Di bawah terik matahari siang, Edi Subandi, seorang pria berusia 60 tahun, setia menanti penumpang dengan becaknya. Setiap hari, ia mangkal di depan Kantor PLN UP3 Cirebon Jalan Tuparev, Kecamatan Kedawung, Kabupaten Cirebon.
Sebelum menjadi tukang becak, Subandi bekerja sebagai buruh di pabrik rotan. Namun, karena pabriknya gulung tikar, Subandi berhenti menjadi buruh dan memutuskan untuk menjadi tukang becak sejak tahun 2011.
"Sudah 14 tahun jadi tukang becak di sini, dulunya kerja di rotan, tapi pabriknya bangkrut terus jadi tukang becak, kerja mah apa saja yang penting halal, dulu di sini ada 10 tukang becak, sekarang sisa saya saja," tutur Subandi.
SCROLL TO CONTINUE WITH CONTENT
Menurut Subandi, kala itu, tukang becak masih menjadi profesi yang menjanjikan. Dalam sehari Subandi bisa mendapatkan uang hingga ratusan ribu rupiah, bahkan dari hasil menarik becak, Subandi bisa membangun rumahnya sendiri.
"Dulu pelanggan saya banyak, nyari duit Rp 50.000 itu gampang, sehari bisa dapat Rp 150.000 mah, minimal 10 orang penumpang sehari tuh ada, alhamdulillah sampai rumah bisa kebangun, asal tekun, kerjanya dari pagi sampai malem, " tutur Subandi.
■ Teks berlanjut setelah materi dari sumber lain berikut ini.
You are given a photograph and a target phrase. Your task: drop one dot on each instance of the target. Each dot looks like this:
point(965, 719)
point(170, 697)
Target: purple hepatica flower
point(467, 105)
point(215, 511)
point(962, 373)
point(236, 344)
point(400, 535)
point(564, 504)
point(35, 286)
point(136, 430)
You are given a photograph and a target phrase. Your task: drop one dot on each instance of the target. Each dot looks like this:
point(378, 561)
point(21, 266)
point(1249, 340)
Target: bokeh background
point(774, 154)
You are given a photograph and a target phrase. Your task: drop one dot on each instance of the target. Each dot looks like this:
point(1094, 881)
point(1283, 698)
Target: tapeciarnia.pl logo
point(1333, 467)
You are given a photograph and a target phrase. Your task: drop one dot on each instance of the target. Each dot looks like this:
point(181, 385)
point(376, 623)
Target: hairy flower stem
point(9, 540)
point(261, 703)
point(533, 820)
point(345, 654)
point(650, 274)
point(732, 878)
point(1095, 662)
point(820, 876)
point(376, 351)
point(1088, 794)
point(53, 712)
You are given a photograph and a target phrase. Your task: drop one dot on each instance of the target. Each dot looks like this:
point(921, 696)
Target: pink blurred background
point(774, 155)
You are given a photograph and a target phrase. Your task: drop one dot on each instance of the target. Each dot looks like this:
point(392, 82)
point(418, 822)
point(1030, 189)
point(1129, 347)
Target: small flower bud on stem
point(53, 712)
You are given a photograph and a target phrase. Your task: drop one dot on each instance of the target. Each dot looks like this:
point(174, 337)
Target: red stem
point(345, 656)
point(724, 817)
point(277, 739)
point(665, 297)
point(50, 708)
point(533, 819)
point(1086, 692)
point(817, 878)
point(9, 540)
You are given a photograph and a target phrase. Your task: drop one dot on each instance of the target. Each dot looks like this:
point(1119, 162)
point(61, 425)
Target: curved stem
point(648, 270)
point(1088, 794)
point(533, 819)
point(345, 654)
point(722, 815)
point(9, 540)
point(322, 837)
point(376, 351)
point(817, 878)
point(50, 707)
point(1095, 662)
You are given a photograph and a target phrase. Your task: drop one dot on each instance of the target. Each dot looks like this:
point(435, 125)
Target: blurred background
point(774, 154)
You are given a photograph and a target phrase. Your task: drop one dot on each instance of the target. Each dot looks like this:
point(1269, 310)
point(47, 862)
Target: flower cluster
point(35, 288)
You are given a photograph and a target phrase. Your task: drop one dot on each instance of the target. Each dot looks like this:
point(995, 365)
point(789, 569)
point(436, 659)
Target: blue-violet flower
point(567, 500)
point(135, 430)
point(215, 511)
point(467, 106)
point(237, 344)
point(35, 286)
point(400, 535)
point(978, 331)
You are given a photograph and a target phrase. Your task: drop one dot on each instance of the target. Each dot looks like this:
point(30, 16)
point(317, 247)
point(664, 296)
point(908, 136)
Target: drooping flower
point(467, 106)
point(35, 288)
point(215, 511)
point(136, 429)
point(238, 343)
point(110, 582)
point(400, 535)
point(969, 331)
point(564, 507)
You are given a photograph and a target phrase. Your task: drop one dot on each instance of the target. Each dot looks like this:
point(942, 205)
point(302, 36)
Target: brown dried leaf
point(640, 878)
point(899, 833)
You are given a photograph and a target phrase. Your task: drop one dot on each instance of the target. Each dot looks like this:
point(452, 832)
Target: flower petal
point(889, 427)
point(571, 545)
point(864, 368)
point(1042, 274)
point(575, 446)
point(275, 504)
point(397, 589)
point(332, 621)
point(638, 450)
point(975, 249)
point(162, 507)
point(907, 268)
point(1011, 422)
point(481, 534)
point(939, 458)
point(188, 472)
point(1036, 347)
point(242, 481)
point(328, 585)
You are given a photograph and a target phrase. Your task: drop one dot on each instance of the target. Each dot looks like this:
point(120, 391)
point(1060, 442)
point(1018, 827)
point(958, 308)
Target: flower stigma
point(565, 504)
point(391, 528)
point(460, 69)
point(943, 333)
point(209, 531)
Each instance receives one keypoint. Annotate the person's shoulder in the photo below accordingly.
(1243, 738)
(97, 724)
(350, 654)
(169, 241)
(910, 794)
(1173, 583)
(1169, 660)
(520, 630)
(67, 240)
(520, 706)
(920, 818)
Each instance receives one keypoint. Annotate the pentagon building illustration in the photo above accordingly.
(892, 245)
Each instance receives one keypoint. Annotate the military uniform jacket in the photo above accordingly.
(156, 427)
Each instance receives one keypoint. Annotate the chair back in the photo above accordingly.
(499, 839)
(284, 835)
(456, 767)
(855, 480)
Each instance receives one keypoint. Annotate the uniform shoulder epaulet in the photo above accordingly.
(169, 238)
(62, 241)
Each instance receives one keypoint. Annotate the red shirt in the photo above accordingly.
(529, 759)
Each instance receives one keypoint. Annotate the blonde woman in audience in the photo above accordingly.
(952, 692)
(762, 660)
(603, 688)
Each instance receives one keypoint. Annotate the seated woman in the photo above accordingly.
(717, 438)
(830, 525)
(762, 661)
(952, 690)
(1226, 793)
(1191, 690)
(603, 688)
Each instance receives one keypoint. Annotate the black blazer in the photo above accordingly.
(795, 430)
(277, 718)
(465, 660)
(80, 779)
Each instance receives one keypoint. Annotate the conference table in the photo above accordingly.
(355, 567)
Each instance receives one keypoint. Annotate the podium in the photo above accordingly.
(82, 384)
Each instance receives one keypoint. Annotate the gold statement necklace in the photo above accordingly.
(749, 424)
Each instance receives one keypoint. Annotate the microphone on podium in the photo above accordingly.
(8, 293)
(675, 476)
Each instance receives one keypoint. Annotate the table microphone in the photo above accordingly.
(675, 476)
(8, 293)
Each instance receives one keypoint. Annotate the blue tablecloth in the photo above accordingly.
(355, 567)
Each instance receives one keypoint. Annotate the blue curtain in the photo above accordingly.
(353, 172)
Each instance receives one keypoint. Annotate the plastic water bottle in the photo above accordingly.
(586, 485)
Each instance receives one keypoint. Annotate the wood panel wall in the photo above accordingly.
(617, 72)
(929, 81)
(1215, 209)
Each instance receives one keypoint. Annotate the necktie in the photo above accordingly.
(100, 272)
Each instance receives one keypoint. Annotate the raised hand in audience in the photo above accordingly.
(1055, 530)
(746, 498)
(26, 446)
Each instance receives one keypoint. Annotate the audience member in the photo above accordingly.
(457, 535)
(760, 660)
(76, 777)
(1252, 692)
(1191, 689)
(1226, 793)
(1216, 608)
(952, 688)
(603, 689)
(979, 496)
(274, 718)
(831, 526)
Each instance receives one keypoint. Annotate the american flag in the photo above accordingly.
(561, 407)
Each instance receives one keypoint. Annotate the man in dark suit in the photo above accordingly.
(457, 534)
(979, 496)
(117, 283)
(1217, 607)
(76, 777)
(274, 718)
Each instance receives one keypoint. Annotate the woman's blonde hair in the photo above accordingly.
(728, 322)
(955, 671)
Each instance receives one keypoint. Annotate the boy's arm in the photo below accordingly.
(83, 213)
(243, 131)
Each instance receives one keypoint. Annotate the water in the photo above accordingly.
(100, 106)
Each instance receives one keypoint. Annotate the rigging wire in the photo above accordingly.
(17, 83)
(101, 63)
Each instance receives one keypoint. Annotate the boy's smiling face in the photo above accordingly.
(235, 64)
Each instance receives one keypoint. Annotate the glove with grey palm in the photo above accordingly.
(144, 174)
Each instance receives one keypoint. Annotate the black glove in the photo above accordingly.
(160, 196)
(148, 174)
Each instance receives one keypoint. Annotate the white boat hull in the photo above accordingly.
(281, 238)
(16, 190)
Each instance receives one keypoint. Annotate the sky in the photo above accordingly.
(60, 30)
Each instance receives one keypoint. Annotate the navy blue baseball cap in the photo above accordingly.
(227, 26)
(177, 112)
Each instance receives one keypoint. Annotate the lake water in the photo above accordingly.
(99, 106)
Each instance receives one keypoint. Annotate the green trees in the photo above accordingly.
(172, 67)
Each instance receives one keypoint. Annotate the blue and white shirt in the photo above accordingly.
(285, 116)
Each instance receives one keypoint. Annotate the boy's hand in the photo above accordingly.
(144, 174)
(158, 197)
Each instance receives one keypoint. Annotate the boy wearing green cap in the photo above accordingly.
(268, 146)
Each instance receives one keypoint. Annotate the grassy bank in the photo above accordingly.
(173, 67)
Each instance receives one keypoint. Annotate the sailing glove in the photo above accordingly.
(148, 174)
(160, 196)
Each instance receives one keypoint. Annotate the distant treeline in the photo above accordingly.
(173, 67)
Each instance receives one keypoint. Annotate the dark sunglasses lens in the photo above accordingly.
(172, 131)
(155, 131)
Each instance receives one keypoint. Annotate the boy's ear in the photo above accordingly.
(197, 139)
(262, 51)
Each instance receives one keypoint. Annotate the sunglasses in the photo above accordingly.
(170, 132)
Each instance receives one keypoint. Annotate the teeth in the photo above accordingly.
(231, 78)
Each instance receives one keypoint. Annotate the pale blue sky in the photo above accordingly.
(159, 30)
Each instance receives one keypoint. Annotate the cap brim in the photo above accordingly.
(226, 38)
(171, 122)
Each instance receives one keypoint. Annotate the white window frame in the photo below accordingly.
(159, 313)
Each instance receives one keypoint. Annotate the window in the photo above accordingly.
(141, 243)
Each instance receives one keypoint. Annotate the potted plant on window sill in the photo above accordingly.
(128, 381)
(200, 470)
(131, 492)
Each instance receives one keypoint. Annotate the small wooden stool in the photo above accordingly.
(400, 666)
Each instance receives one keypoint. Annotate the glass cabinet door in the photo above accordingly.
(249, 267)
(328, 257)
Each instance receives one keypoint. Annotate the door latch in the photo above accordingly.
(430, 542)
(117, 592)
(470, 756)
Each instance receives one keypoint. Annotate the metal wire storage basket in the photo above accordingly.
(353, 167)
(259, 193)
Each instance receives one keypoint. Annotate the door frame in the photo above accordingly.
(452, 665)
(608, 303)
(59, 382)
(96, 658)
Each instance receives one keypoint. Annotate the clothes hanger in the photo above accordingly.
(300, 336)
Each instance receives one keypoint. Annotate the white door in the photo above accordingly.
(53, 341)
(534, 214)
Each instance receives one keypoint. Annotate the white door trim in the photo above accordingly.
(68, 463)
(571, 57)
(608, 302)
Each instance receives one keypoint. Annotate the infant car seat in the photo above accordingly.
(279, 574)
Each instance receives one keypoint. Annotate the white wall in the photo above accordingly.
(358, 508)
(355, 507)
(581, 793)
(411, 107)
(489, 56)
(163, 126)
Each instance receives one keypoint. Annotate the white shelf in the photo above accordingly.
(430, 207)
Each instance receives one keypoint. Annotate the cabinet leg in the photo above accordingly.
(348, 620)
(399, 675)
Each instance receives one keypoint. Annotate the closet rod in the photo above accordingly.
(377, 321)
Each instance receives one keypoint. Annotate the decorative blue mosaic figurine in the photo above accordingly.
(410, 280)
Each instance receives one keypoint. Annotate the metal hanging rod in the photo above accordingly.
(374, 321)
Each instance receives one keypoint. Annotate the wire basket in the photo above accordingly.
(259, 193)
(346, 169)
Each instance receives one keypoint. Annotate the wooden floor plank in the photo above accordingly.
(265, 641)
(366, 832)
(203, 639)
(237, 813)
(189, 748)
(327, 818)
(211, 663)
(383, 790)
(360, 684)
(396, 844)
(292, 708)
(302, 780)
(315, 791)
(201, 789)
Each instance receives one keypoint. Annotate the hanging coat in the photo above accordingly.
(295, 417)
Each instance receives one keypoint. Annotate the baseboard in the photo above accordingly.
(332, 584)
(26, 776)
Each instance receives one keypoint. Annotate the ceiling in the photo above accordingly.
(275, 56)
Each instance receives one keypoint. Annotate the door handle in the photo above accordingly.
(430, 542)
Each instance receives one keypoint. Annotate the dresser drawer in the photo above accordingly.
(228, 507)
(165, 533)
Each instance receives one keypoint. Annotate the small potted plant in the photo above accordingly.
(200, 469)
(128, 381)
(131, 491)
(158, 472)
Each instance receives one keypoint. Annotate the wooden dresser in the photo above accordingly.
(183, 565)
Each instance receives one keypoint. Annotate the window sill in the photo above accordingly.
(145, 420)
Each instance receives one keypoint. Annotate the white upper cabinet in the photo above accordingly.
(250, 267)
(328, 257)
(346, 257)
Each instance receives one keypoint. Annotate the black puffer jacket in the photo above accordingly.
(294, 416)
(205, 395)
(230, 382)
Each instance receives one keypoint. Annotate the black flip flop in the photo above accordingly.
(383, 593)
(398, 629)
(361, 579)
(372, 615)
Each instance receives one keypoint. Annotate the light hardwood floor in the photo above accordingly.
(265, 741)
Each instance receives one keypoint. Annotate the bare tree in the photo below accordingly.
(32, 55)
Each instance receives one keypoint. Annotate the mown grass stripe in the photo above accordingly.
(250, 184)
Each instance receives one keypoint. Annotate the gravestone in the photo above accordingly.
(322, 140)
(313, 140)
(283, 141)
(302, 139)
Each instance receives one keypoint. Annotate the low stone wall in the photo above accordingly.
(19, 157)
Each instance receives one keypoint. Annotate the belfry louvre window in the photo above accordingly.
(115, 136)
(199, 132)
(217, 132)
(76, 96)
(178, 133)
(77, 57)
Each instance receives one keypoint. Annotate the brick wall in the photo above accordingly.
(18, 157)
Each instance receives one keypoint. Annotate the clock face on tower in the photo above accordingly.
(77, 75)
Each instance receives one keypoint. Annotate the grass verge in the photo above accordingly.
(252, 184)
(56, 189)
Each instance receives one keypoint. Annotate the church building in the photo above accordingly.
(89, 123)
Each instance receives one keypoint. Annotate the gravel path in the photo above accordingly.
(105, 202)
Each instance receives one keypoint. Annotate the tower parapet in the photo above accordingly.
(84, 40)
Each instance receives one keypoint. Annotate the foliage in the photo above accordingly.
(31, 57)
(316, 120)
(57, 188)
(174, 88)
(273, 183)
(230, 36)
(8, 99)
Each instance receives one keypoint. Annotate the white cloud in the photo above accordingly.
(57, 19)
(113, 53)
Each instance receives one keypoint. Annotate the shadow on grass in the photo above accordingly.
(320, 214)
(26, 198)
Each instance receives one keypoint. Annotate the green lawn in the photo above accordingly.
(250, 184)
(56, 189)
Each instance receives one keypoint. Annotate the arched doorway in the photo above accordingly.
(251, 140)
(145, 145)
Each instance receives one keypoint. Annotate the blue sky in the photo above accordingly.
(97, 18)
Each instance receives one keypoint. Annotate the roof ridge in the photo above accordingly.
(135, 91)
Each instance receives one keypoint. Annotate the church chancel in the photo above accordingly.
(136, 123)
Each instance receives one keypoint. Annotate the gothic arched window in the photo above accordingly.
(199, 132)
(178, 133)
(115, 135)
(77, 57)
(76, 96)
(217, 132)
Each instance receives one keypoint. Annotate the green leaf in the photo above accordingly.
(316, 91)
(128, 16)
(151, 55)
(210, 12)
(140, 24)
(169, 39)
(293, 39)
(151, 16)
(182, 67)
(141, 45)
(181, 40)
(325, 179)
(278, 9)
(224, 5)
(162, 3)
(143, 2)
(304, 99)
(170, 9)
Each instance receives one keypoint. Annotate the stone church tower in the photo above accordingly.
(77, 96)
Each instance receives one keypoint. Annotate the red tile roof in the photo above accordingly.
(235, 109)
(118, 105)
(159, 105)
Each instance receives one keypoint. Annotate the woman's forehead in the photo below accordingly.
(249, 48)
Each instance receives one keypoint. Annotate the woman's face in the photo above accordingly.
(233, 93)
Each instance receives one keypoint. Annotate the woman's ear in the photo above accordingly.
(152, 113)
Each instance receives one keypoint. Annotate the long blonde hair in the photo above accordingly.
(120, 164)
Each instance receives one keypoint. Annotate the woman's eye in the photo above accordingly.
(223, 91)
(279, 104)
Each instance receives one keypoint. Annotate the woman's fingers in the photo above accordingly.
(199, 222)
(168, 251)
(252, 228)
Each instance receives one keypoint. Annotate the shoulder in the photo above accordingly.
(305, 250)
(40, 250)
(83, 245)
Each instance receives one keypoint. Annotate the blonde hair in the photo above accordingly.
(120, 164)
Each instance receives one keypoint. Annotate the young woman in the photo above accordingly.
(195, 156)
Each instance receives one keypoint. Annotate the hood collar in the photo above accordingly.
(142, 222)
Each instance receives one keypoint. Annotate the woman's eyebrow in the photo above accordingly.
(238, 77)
Berbeda dengan dulu, sekarang, pendapatan Subandi dari menarik becak tidak menentu. Bahkan tak jarang Subandi tidak mendapatkan penumpang sama sekali. Menurut Subandi, salah satu penyebabnya adalah karena semakin banyaknya orang yang memiliki kendaraan pribadi ditambah dengan hadirnya moda transportasi online.
"Kalau sekarang langganan nya sudah pada nggak ada, ada juga jarang, paling dapat Rp 50.000, kadang malah nggak dapat sama sekali, sore langsung pulang, untung becaknya punya sendiri bukan nyewa, ditambah sayanya juga nggak ngerokok, kalau ngerokok mah itu sudah habis," tutur Subandi.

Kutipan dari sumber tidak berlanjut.